Richard Holdener
May 17, 2011

Back in Part 1 of Large and In Charge, we subjected our wrecking yard 460 Ford to a few mild modifications. Rather than go hog wild, we installed the upgrades one at a time to illustrate the gains offered by each. Some of the performance products netted impressive results, some less than expected. This is why we often go to the trouble of testing, as you never know what the combination will respond to.

In Part 1, we improved the power output of our boneyard Blue Oval 460 from 349 hp and 492 lb-ft of torque to 437 hp and 507 lb-ft of torque. This was accomplished by improving the heads, cam, and induction, though it should be stressed that every effort was made to keep the combination mild and streetable. With more than 500 lb-ft of torque, this was one seriously torquey motor, but the 437 hp would make an impressive street performer as well. Toss in the near-stock idle quality and you have the makings of one heck of a daily driver. The problem is that for many, 437 hp just isn’t quite enough, especially from a big-block. That is why we stepped things up in Part 2 and took our 460 from mild to wild.

Making big power with a big motor isn’t terribly difficult. All you have to do is concentrate on getting air into and out of the motor. This means you should concentrate on the heads, cam, and induction system, just as we did in Part 1. The difference between the build up in Part 1 and this adventure in Part 2 is simply a matter of degrees. Where our focus was on a mild street application in Part 1, we stepped things up in Part 2 to include motivation for a serious street/strip machine.

The success of any buildup is often a function of setting specific goals. One such goal is a well-defined power output. If you only need 400 hp to meet your performance criteria, there is no need to build something that makes 1,000 hp. Within that power goal are variables like driveability, or more accurately how much driveability are you willing to sacrifice in your quest for power? In most cases, power output and driveability are mutually exclusive or, at the very least, at odds with one another. Cam timing is a major contributor to driveability, followed by the induction system and, to a lesser extent, cylinder head configuration. It all comes down to where in the rev range you’re looking to maximize power production.

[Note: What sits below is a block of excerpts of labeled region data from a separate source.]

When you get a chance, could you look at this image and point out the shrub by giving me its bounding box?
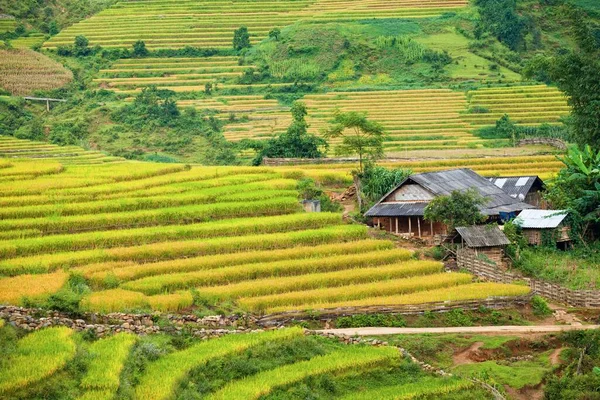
[531,296,552,317]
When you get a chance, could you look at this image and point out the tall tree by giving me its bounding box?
[233,26,250,50]
[323,111,385,175]
[524,8,600,149]
[254,101,327,165]
[475,0,527,50]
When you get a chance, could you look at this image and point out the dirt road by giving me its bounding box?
[317,325,600,336]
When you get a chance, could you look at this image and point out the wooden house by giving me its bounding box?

For this buildup, we decided on a realistic power goal of 600 hp. A nice round number to be sure, but even more impressive given the fact that we elected to stick with the production iron cylinder heads. Sure, aluminum heads are plentiful for the big-block Fords (something we’ll take full advantage of in Part 3), but we decided that we would reach said 600hp goal by porting the stock heads.

To that end, we shipped them out to the 460 Ford experts at MPG heads, in Englewood, Colorado. Having successfully raced Fords (including stock-headed versions) for the last 30 years or so, MPG was eminently qualified to port our ’68 castings.

Once MPG had worked its CNC magic, the head flow jumped to nearly 340 cfm on the intake. We also took advantage of MPG’s offer to run a set of its exhaust port plates. According to MPG, the port plates greatly improved the flow rate of the notoriously weak exhaust ports past 0.400-inch lift. Where the flow rate of the stock ports stagnated around 0.400 lift, the airflow continued to climb past 0.600 lift with the port plates. The heads were also treated to Cobra Jet-sized valves (2.25/1.75), a performance valve job and a valvespring upgrade (135/335 pounds) designed to work with the flat-tappet cam supplied by Cam Research.